The boy's ankle fracture was first treated by open reduction and internal fixation and then two years later he underwent an osteotomy (surgical cut through a bone with pieces then removed or repositioned).

At trial, Bermudez's lawyer argued that he would develop residual arthritis and need in the future a surgical fusion of his ankle (in which joint cartilage is removed and screws, plates, rods or pins are placed to hold the position to allow the bones to fuse solid over a few months time).

There are important distinctions between these two recent ankle fracture cases.

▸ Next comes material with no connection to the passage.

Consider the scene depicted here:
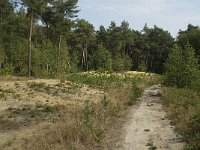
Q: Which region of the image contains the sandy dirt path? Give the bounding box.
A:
[120,86,184,150]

  • The disparity in age between the two plaintiffs: in Pryce, a 63 year old and in Bermudez, an 11 year old. Clearly the jury concluded that the 11 year old plaintiff would suffer for many years more than the 63 year old Pryce and awarded him $840,000 for his future damages as opposed to only $275,00 for Pryce's future damages.
  • The Pryce case is an appellate court case and therefore provides much more guidance and is of significant value in guiding lawyers and insurance companies in evaluating pain and suffering in ankle fracture cases.
  • In Bermudez,  not only could there be an appellate reversal on the liability grounds (i.e., whether the city was negligent as a matter of law for either failing to instruct the class or failing to supervise them) but also it appears that the damages award is subject to attack. First, the plaintiff's settlement demand before trial was only $450,000 (the city had offered only $60,000). Second, any appeal in this case would go to the Appellate Division, Second Department, which ruled in Pryce and which is generally more conservative in its evaluations than its co-equal branch the First Department (which hears appeals from Manhattan and the Bronx only).

We will follow and report any changes.